Hadoop Version - Understanding Hadoop Versions
Apache Hadoop is the core engine of open source large scale data processing and has seen massive growth during last few years. Most of the big data technologies and systems are based on hadoop and its ecosystem.
This article describe different branches of hadoop releases and their associated latest version along-with core features of different hadoop versions.
Main Hadoop Versions and Release Dates
There are three active Hadoop release versions based on their major version - 2.7, 2.6, and 2.5. There is also a 3.0 release getting ready, but at this stage it is in alpha stage.
Release Branch | Version | Release Date |
---|---|---|
3.0 release | alpha | Sep 3, 2016 |
2.7 release | 2.7.3 | Aug 25, 2016 |
2.6 release | 2.6.5 | Oct 8, 2016 |
2.5 release | 2.5.2 | Nov 19, 2014 |
Which Hadoop Version to Use
As of Jan 2017, 2.7 branch of hadoop is the most stable and widely used. So if you are starting fresh, then it is recommended to use latest release in 2.7 branch - i.e., 2.7.3.

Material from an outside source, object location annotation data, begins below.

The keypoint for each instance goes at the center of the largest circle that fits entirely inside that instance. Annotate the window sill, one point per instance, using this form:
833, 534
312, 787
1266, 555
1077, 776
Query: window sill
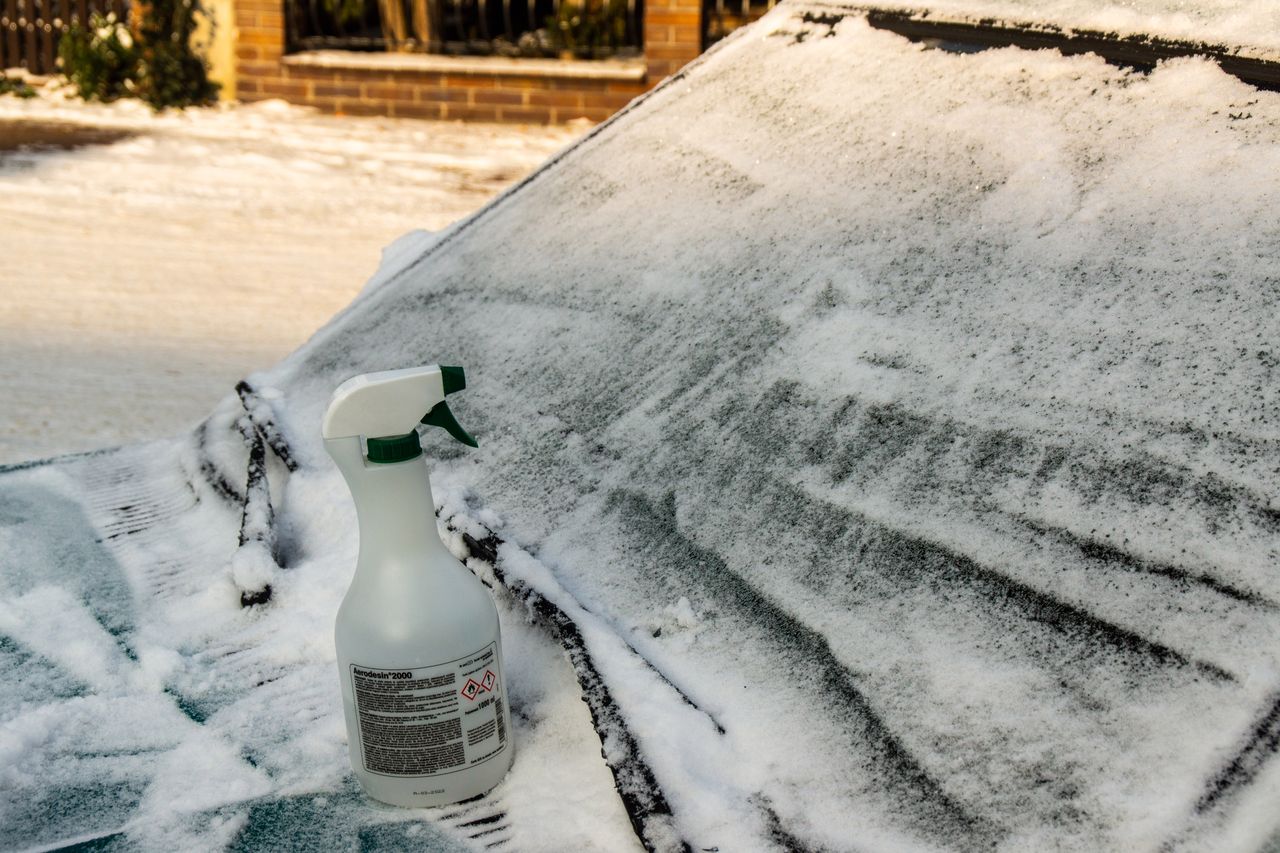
608, 69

If you are on 2.6 branch, it is recommended to upgrade to version 2.6.5.
If you are 2.5 branch, it is recommended to upgrade to 2.7 branch.

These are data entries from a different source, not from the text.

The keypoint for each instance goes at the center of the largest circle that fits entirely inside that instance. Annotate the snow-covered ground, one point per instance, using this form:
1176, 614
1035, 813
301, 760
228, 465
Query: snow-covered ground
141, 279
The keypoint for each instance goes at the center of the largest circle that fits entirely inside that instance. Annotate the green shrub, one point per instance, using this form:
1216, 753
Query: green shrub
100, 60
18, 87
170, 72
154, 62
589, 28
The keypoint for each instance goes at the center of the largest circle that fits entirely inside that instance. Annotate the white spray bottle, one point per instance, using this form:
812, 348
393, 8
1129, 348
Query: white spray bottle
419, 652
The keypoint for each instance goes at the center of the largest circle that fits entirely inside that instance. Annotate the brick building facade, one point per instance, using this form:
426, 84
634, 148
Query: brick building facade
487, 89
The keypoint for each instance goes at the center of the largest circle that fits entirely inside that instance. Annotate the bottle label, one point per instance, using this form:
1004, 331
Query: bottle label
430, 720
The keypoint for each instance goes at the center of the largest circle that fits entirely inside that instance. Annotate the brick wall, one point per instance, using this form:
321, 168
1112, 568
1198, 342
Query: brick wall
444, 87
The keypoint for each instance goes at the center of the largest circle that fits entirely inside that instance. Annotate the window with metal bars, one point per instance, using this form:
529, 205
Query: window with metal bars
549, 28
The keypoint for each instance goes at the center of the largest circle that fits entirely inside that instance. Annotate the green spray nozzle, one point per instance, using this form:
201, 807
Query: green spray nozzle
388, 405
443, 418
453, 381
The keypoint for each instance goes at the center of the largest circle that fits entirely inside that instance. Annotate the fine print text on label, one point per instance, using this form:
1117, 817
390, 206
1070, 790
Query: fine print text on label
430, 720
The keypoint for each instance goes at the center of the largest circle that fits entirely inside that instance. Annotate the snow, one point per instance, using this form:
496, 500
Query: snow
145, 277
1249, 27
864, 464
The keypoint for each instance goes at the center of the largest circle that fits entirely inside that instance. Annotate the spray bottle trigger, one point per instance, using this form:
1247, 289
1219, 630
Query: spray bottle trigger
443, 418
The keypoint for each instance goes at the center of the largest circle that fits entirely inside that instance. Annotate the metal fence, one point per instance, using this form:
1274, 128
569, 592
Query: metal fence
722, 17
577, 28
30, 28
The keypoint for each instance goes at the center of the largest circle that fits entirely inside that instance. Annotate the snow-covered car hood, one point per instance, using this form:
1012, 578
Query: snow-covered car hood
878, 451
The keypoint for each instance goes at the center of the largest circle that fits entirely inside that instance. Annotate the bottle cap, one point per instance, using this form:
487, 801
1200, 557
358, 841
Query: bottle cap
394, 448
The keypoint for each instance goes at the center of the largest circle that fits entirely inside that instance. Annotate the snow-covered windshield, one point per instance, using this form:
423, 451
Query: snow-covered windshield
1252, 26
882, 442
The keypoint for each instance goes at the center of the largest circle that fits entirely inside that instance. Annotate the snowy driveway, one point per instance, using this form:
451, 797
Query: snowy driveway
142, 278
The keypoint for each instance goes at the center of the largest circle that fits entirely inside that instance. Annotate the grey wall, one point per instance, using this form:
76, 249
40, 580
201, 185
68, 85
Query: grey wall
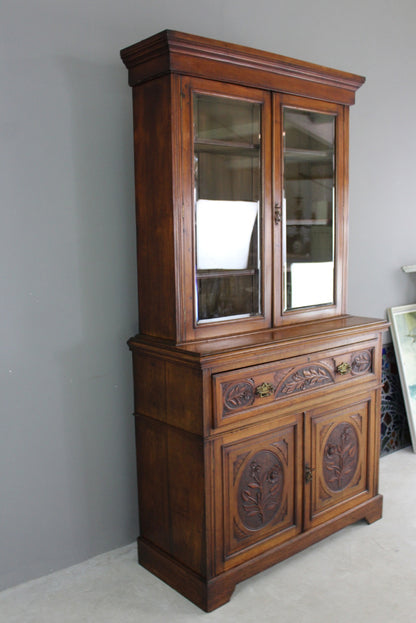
67, 257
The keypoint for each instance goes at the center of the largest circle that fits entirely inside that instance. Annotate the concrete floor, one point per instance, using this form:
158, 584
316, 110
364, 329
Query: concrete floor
363, 574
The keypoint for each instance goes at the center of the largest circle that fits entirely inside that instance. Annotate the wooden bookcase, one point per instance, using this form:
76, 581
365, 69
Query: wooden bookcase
257, 396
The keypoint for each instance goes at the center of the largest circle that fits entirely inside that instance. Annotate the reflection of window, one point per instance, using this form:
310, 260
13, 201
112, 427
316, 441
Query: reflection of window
223, 233
312, 283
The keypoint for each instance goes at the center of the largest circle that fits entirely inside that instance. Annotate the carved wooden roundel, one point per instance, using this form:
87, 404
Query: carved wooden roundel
340, 457
260, 490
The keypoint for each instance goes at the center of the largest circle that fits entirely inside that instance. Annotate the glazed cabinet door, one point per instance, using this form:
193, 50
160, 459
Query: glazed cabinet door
310, 208
259, 491
226, 186
339, 455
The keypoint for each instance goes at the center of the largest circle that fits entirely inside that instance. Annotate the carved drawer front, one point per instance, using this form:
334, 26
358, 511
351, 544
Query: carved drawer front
260, 481
240, 392
336, 460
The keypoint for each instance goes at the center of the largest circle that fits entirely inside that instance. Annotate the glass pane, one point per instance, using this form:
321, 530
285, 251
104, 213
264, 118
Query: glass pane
227, 207
309, 201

Hadoop Versions - Major Features
Version 3.0 - Major features
Currently in alpha state
- Minimum required Java version increased from Java 7 to Java 8
- Support for erasure encoding in HDFS
- YARN Timeline Service v.2
- Hadoop Shell script rewrite
- MapReduce task-level native optimization
- Support for more than 2 NameNodes.
- Default ports of multiple services have been changed.
- Support for Microsoft Azure Data Lake filesystem connector
- Intra-datanode balancer
- Reworked daemon and task heap management
Version 2.7 - Major features
2.7.3 version
- 221 bug fixes
2.7.2 version
- 155 bug fixes
2.7.1 version
- 131 bug fixes
2.7.0 version - New features
- HADOOP-9629 - Support Windows Azure Storage - Blob as a file system in Hadoop.
- HDFS (HDFS-3107) - Support for file truncate
- HDFS (HDFS-7584) - Support for quotas per storage type
- HDFS (HDFS-3689) - Support for files with variable-length blocks
- YARN (YARN-3100) - Make YARN authorization pluggable
- YARN (YARN-1492) - Automatic shared, global caching of YARN localized resources (beta)
- MAPREDUCE-5583 - Ability to limit running Map/Reduce tasks of a job
- MAPREDUCE-4815 - Speed up FileOutputCommitter for very large jobs with many output files.